There are also a couple of additional minor comments:

1. It is understandable that full stereochemical assignments aren't provided for compound 1, but cacaoidin includes D-alanine so is it worth commenting on this possibility for compound 1? It looks like there are serine residues that are converted to alanine residues, which would enable this.

2. I'm unsure whether this is a journal decision or an author decision, but the organization of data for this re-submission made reviewing much more difficult than should be necessary. If data is presented like this for the published paper, it is likely that a reader will ignore a lot of great supporting data. The following files had to be downloaded and viewed individually (I thought I'd list them all to show how much this is). I think this is all relevant data that deserves to be associated with the publication, but a single supporting info file would be much easier to follow (text, protocols, tables and embedded figures alongside their figure legends), as would a single Excel spreadsheet with multiple sheets (or a limited number of Excel files with multiple sheets).

Supporting files:

S1_Text

S1_Data

S1_Figure

S2_Figure

S3_Figure

S4_Figure

S5_Figure

S6_Figure

S7_Figure

S8_Figure

S9_Figure

S10_Figure

S11_Figure

S12_Figure

S13_Figure

S14_Figure

S15_Figure

S16_Figure

S17_Figure

S18_Figure

S19_Figure

S20_Figure

S21_Figure

S22_Figure

S23_Figure

S24_Figure

S25_Figure

S26_Figure

S27_Figure

S28_Figure

S29_Figure

S30_Figure

S31_Figure

S31_Figure

S32_Figure

S33_Figure

S34_Figure

S35_Figure

S1_Table

S2_Table

S3_Table

S4_Table

S5_Table

S6_Table

S7_Table

S8_Table

S9_Table

S10_Table

S11_Table

S12_Table

S13_Table

S14_Table

S15_Table

S16_Table

S17_Table

S18_Table

S19_Table

S1_Protocol

S2_Protocol

S3_Protocol

Decision Letter 3

Roland G Roberts

7 Dec 2020

Dear Dr Medema,

On behalf of my colleagues and the Academic Editor, Tobias Bollenbach, I am pleased to inform you that we will be delighted to publish your Methods and Resources in PLOS Biology.

PRODUCTION PROCESS

Before publication you will see the copyedited word document (within 5 business days) and a PDF proof shortly after that. The copyeditor will be in touch shortly before sending you the copyedited Word document. We will make some revisions at copyediting stage to conform to our general style, and for clarification. When you receive this version you should check and revise it very carefully, including figures, tables, references, and supporting information, because corrections at the next stage (proofs) will be strictly limited to (1) errors in author names or affiliations, (2) errors of scientific fact that would cause misunderstandings to readers, and (3) printer's (introduced) errors.
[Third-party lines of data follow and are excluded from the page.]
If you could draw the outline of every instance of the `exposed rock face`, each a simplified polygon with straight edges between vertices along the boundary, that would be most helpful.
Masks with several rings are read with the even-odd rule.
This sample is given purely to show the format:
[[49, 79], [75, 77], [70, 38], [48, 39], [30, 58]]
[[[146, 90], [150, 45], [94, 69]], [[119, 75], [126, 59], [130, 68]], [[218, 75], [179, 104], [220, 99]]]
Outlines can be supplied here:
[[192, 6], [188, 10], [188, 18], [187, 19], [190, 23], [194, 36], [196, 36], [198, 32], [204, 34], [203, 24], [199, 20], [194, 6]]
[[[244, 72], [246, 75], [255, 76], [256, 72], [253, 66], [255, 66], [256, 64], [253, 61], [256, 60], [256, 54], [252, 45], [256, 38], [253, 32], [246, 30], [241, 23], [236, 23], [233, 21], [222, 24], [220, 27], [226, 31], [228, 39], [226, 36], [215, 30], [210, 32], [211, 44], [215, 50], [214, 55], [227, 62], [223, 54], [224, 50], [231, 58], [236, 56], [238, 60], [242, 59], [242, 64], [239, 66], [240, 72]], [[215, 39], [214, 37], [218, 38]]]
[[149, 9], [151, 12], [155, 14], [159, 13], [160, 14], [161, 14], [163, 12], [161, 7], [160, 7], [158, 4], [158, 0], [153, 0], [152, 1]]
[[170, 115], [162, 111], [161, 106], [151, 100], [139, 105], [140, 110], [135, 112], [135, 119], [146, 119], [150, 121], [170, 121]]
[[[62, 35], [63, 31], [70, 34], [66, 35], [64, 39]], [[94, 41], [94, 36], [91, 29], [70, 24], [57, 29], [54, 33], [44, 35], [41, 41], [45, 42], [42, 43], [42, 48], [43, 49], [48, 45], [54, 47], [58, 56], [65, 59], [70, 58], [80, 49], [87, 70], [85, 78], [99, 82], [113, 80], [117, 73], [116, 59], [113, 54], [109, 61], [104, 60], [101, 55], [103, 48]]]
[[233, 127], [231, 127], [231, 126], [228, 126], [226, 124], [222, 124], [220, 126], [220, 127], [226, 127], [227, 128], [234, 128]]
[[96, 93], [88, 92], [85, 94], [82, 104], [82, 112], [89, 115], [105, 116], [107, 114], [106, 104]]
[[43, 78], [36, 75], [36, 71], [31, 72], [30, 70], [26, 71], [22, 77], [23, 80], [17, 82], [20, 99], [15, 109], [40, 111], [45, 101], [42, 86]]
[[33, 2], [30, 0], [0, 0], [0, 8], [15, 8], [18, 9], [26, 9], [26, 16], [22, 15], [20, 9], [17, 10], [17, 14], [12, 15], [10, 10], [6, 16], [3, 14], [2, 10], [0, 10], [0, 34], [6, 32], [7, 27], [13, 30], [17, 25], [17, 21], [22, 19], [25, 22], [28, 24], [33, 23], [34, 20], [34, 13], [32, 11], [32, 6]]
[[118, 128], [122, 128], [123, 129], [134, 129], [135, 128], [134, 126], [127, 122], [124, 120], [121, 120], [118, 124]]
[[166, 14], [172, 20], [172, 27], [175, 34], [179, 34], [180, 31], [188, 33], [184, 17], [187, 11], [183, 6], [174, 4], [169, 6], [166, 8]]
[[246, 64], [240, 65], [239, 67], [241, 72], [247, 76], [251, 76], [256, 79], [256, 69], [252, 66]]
Please return the copyedited file within 2 business days in order to ensure timely delivery of the PDF proof.

If you are likely to be away when either this document or the proof is sent, please ensure we have contact information of a second person, as we will need you to respond quickly at each point. Given the disruptions resulting from the ongoing COVID-19 pandemic, there may be delays in the production process. We apologise in advance for any inconvenience caused and will do our best to minimize impact as far as possible.

EARLY VERSION

The version of your manuscript submitted at the copyedit stage will be posted online ahead of the final proof version, unless you have already opted out of the process. The date of the early version will be your article's publication date. The final article will be published to the same URL, and all versions of the paper will be accessible to readers.

PRESS

We frequently collaborate with press offices. If your institution or institutions have a press office, please notify them about your upcoming paper at this point, to enable them to help maximise its impact. If the press office is planning to promote your findings, we would be grateful if they could coordinate with biologypress@plos.org. If you have not yet opted out of the early version process, we ask that you notify us immediately of any press plans so that we may do so on your behalf.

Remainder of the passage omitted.